The humble latke is elevated to the status of plum pudding and other Christmas comestibles (with absolutely no grounding in Christian faith)

  But we DID eat latkes (potato pancakes). Which by the way, brings me back to the blurring of lines between Christian and Jew, between Christmas and Chanukah: the latke is suddenly elevated to the status of plum pudding and wassail and turkey and the other Christmas comestibles which, by the way, have absolutely no grounding in Christian faith. But you knew that.
  So what didn't you know?
  Let me set the record straight. If it were not for the fact that Chanukah coincides with the Christmas season, no one would be making a fuss. Chanukah also falls on the 25th day of the month. Unfortunately the month is Kislev, which in the lunar calendar hops all over the place. It should be remembered, not only by Christians trying to make us feel better, but by Jews who should know better, that there are at least five holidays that are more sacred and holy than Chanukah. The national media makes no fuss over Shavuoth (when Moses handed down the Ten Commandments) or Succoth, when Jews commemorate our wandering in the desert, or Simchat Torah, or Sh'Mini Atseres or... had enough? They are all bigger days than Chanukah.
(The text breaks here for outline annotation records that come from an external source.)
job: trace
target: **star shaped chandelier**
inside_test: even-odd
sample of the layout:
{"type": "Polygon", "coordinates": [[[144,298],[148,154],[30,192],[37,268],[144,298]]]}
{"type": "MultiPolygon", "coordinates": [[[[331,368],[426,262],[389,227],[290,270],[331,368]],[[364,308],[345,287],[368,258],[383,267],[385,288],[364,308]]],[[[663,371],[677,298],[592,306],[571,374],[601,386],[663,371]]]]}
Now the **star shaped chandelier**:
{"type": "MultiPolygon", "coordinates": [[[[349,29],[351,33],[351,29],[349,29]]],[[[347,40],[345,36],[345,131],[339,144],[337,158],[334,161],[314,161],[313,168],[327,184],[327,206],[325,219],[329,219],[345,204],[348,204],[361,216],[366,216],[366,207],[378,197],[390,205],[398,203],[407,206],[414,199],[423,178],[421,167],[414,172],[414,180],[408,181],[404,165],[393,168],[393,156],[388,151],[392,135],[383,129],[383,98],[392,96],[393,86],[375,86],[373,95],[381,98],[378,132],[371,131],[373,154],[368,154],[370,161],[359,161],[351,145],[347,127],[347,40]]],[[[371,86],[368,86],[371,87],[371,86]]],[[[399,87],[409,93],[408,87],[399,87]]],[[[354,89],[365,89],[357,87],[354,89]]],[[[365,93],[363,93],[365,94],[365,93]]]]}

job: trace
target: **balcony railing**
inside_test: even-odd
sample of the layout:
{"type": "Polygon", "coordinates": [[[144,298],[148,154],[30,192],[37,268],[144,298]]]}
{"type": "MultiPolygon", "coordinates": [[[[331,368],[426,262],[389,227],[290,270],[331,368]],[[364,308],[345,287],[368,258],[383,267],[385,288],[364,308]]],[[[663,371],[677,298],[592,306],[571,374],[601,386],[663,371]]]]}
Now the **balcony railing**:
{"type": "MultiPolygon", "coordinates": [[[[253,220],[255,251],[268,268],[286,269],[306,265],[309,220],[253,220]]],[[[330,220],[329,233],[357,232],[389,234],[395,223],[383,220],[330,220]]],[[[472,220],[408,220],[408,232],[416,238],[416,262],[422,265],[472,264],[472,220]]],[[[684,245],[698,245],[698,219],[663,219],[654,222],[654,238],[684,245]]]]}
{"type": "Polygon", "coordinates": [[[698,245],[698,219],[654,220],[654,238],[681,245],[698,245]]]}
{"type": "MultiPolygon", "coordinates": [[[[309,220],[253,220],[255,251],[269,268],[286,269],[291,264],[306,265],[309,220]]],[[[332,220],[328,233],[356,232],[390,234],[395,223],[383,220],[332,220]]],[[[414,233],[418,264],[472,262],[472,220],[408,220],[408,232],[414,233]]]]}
  Television, newspapers, radio - all the media are in an absolute paroxysm of ecumenism. Chanukah is everywhere. I love the Internet. I get to read The Washington Post. They are stunning in their Chanuka-itis. Awash in a ecumenism, the Post told readers to visit all the events. Catch the lighting of the National Menorah. Meet singles at the Chanukah Kickoff Party and the Chanukah Happy Hour and the gefilte fish party!
  Chanukah (or Hanukah for those who can't make the throat-clearing ccchhh sound) has become a symbol of fellowship and make-believe Jewishness. The Matzo-ball - appropriate for Passover is now a symbol of being Jewish. Even the august Kennedy Center throws a sing-along.
  It seems to me that Americans have led the way in making Chanukah an antidote for Christmas. Not that there is anything wrong with Christmas. It is not only holy, it is wholly fun. It is a joy, not just to Christians, but - as the carol says - to the world!
  I always thought that we Canadians were a little more reserved, a little a stiffer about celebrations rooted in our dominant Anglo-Saxon-Anglican-Brittannic history. But I am wrong.
  Last year I remember Ontario NDP leader Howard Hampton scolding the Premier for calling an important meeting that coincided with the beginning of Chanukah. Our mayor is Jewish, but I somehow don't think he will be closeted in reverent prayer. The fact is, he has his hands full in another matter, but that is not for this page to discuss, sleazy and juicily mouth-watering as it may be.
  I enjoy Chanukah for what it is. I make latkes, which - because they are fried in oil, are the only true Chanukah food. (If you missed it - oil is the icon since it was a day's supply of oil that, with divine intervention, burned for eight days after the rededication of the Temple, after the Macabees defeated the Syrians. There will be no matzo ball soup, no kreplach, and certainly no pastrami sandwiches.
  The popularization of things Jewish is part of the Americanization of Jewish tradition. Harry Golden, the Charlotte North Carolina-based publisher of The Israelite, once said that if everyone would eat chopped liver anti-Semitism would disappear. The late Leo Rosten deplored, with good humor, the Anglification of Yiddish. He didn't mind that "goniff" or "chutzpah" were part of American-speak. But he deplored the mispronunciation of kibitz with the accent on the second syllable, and the growing use of the word "putz" which Anglos (and now Jews) rhyme with "guts" instead of pronouncing the letter U to rhyme with the O in forward. Too hard for you? Think how I feel about seeing a Chanukah bush.
  Last year I was in Paris over the holiday. Walking through the Jewish section of Le Marais, I looked up at an apartment window, and there, for all Paris to see was "Joyeux Chanukah." Merci and a Joyeux Noel to you.